When it came time for the afternoon round-up, I braced myself for the big scramble, steadying my telephoto lens and positioning myself in just the right spot to get some breathtaking action shots of the farmer and his rugged ranch hands wrangling with those ornery, temperamental bovines rodeo-style.
Instead, the farmer stood outside the gate casually chatting on his iPhone while his slouching, slightly disinterested ranch hand – wearing a hoodie and puffing on a Pall Mall, seemingly in no hurry at all – simply climbed aboard his four-wheeler and rode out into the field. When he got within eyesight of the herd, the cows knew that was their signal to shuffle on over to the barn. It was like a well-coordinated moo-cow military drill unfolding in slow motion.
I was baffled at first, but when I saw the size of those bags, which looked to be on the cusp of exploding and triggering a severe milk blizzard from one end of the pasture to the other, I realized why it didn’t take much coaxing to get the girls moving in the right direction.
I could imagine them saying, “Good grief, is that old grumpy guy with the cigarette butt in his hand ever going to get out here? What’s taking so long?! I need some relief!”
At any rate, I have a lot of respect for those who choose to do the work of a dairyman. That’s why I was elated, though still a little perplexed, when the news came out last month that butter and other dairy products aren’t quite the dangerous foodstuffs we’ve been led to believe for the past four decades.
The British Medical Journal recently published an article indicating that new studies show dairy products such as butter and cheese maybe aren’t the kinds of toxic poisons we’ve been told.
Wouldn’t you know it, after 40 years of being slammed with the message that consuming butter is like begging for a trip to the emergency room, we’re being informed that real butter is one of the most easily absorbed sources of vitamins A, K and K2, and it’s rich in important trace minerals such as chromium, manganese, copper, zinc and the powerful antioxidant selenium.
Instead of convincing us that butter is death-in-a-stick, now we’re told the iodine contained in butter can keep your thyroid functioning properly, that its conjugated linoleic acids can prevent cancer and it doesn’t cause weight gain because it’s burned quickly for energy rather than stored.
I’m glad for the farmers, who have waited a long time for a little good news. But I’m also glad for myself. Now I’ll feel a little better tonight after supper when I reach into the kitchen cabinet and pull out my green plastic cup with the co-op logo imprinted on the side, open the freezer door and retrieve my half-gallon container of Blue Bell ice cream, grab my fancy monogrammed sterling silver scoop and fix myself a nice cold night cap.
And I’ll feel even better when I pour in some milk – skim, of course – to get that super-smooth homemade shake effect. Aaaahhhhhh!

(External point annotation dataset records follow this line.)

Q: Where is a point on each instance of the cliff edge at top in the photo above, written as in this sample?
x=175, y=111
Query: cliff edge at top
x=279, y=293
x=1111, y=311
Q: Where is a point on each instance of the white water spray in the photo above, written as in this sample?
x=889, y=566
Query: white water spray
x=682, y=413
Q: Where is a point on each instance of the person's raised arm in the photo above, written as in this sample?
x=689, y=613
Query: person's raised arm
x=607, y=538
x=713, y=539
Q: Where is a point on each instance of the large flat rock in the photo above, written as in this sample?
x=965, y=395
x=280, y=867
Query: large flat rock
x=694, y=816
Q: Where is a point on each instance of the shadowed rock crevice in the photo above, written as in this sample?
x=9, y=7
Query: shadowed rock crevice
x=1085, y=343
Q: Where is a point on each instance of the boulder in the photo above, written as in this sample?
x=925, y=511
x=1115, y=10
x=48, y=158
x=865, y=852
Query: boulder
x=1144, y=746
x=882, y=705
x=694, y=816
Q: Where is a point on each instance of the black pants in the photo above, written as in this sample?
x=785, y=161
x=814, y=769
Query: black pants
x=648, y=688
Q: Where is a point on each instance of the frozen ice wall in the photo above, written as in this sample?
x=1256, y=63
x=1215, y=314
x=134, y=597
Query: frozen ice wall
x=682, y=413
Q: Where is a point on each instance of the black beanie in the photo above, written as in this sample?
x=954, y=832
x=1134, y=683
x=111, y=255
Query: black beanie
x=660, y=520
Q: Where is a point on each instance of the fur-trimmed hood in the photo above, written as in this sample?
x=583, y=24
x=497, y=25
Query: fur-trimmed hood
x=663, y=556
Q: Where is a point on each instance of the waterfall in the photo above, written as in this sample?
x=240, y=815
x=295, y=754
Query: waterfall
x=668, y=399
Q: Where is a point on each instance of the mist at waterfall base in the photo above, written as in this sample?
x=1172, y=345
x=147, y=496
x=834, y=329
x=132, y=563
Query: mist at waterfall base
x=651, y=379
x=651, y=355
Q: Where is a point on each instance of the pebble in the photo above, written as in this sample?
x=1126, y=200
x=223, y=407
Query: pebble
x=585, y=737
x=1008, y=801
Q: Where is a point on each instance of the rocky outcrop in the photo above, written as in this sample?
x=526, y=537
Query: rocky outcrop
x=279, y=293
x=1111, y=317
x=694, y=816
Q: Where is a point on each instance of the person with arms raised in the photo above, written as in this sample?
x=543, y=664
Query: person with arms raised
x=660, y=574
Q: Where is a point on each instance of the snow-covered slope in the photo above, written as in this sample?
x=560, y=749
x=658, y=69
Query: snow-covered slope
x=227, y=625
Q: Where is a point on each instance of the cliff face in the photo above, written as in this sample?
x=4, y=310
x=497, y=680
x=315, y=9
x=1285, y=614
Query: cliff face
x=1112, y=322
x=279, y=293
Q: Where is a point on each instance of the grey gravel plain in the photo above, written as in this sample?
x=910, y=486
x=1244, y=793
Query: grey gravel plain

While medical researchers spend a lot of time and money deciding whether saturated fat is good or evil, or whether a boiled egg is as bad as a bullet to your heart, I’ll probably feel great either way, because a nice cold night cap is about the only legal means of making the cares of modern life fade away and putting my soul at peace after a full day of hearing how every last thing in the world is going to give me cancer or a stroke or dementia or cause my arteries to close.
If we wait long enough, we’ll be told that French fries, slathered with melted cheese and a quarter-inch layer of salt on top, are the latest miracle food and have been found to completely reverse the aging process.
I hope these new nutritional findings help keep the Louisiana dairy farmers in business for a long time, but I also hope it does likewise for the dairy farmers in Texas. That’s the home of Blue Bell Creamery.
If Blue Bell goes out of business, I’m in big, big trouble.